La città ha abbracciato come un figlio uno studente straniero in difficoltà (Alma Mater non è sembrato solo un fregio accademico ma una vocazione), non ha mai smesso di aspettarlo e di quell’attesa cocciuta ha dato segno permanente sulla facciata del suo antico municipio; lo studente l’ha continuamente nominata, come una madre adottiva, lungo la sua assurda detenzione.
Diciamo “prigioniero politico” senza renderci mai abbastanza conto di quanto barbarica, scandalosa sia quella condizione: persone in carcere non per avere commesso un crimine, ma per avere espresso un’opinione, o scritto parole sgradite a chi comanda. Nel mondo sono decine di migliaia: non sono riuscito a trovare in rete un numero attendibile, spero di non avere approssimato per difetto.
Bologna non poteva che fare sua la storia di Zaki, perché la tolleranza è un tratto molto forte della sua identità. Anche troppa, dicono quelli che non amano la tradizione consociativa della città, post-comunista, curiale, massonica.
Poco litigiosa, insomma.
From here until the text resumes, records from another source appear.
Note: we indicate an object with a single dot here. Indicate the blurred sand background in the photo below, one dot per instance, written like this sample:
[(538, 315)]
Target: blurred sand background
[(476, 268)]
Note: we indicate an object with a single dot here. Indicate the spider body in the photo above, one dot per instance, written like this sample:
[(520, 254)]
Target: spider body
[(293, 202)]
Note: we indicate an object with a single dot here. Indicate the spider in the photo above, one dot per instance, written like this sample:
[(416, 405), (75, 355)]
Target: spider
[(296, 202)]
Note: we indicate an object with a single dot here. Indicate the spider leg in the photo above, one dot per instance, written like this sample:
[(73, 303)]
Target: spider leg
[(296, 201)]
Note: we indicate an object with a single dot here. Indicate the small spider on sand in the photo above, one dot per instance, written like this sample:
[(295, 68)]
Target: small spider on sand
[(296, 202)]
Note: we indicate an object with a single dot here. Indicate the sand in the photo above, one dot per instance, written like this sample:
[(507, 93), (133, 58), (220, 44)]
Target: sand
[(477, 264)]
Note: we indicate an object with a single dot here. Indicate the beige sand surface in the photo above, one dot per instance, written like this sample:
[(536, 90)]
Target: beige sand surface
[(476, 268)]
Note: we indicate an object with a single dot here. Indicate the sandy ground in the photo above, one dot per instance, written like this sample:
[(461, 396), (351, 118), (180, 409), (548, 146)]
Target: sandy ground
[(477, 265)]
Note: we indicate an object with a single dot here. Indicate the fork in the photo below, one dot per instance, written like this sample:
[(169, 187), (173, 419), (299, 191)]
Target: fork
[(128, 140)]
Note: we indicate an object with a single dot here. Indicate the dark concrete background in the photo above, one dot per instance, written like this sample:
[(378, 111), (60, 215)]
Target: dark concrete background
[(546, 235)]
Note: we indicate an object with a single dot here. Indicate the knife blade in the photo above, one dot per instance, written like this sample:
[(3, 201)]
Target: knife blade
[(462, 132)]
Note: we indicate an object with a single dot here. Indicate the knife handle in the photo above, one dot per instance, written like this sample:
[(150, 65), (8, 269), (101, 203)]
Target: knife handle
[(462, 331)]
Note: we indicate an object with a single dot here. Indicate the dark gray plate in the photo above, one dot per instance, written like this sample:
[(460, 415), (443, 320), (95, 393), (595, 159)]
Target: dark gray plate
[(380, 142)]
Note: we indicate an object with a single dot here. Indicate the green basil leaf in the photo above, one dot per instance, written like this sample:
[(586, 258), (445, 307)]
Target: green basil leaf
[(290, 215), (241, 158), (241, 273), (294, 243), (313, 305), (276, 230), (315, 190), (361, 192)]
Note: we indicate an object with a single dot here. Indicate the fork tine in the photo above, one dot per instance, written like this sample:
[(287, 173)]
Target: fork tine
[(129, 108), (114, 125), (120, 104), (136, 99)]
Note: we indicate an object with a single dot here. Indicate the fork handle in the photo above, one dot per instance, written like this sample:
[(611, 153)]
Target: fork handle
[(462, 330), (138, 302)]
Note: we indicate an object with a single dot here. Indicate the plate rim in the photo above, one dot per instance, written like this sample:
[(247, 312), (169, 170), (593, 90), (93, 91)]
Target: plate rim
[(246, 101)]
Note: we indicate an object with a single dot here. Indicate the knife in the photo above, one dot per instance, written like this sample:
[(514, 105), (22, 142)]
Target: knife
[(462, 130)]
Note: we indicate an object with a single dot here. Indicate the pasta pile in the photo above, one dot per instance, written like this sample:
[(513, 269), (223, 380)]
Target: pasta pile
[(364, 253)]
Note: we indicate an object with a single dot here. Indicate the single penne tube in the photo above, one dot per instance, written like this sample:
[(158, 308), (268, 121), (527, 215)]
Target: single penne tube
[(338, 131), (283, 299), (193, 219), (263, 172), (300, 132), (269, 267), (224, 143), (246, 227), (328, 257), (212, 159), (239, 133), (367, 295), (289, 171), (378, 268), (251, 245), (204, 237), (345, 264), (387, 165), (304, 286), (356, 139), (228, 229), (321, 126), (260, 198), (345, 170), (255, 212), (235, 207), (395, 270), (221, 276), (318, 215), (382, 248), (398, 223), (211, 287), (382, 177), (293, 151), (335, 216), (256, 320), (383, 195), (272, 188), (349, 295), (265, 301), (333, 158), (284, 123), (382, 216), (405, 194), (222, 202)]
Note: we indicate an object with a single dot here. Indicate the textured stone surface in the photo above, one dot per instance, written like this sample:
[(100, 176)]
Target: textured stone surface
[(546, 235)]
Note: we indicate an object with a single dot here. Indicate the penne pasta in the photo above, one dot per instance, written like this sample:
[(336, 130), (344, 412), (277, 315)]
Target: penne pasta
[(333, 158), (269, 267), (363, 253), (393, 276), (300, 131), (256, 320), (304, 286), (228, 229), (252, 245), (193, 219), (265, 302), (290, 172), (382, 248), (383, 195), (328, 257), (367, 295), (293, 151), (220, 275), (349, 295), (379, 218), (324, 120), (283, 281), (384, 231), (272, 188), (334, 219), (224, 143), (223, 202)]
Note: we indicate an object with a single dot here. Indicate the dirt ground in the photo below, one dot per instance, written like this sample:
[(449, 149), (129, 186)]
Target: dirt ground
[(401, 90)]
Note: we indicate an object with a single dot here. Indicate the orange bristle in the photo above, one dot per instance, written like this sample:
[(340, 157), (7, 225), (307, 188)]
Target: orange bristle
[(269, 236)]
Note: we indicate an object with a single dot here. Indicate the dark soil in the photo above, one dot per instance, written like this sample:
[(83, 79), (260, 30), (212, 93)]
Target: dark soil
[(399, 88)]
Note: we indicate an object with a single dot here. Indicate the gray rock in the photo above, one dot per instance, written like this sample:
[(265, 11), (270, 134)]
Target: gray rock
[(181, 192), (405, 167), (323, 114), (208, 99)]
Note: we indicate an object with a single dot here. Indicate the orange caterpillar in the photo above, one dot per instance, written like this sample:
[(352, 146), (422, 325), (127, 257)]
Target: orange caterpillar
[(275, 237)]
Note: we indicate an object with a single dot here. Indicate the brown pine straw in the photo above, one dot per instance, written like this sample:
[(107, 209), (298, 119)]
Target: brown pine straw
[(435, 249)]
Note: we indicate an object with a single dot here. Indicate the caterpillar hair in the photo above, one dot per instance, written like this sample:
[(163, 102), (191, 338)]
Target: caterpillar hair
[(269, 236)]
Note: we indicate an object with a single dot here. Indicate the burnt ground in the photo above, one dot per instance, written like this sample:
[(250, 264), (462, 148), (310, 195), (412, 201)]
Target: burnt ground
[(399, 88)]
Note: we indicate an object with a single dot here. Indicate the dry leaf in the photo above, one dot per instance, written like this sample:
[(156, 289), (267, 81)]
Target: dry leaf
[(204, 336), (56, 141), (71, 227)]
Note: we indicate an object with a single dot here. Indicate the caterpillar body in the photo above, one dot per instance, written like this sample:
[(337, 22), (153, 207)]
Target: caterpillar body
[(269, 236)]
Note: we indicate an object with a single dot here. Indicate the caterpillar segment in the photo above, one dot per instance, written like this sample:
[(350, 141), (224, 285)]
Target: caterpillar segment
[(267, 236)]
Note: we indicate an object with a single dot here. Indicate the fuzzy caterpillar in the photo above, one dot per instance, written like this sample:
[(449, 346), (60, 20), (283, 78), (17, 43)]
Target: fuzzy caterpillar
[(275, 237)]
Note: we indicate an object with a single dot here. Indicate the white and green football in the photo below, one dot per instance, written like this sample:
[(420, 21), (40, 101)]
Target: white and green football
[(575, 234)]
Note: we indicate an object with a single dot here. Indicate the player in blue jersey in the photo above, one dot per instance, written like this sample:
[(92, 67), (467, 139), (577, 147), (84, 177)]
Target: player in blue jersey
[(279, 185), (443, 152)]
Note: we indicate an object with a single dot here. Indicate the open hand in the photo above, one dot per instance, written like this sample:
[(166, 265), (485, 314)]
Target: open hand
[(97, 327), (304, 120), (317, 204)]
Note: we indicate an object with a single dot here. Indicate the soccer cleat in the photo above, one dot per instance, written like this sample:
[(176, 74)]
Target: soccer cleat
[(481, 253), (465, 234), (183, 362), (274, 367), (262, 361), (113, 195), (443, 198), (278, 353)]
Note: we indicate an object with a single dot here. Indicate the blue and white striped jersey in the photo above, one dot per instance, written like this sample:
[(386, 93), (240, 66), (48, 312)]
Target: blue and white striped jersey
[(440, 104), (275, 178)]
Sta di fatto che la detenzione di Zaki, colpendo una comunità così tollerante, suonava particolarmente oltraggiosa. La libertà di parola, nel 2023, è ancora un problema di prima grandezza in grande parte nel mondo. Non in piazza Grande, dove le parole galleggiano libere e felici sui capannelli degli anziani che ne hanno viste di tutti i colori: ora anche il ritorno di un figliolo egiziano, bolognese come loro.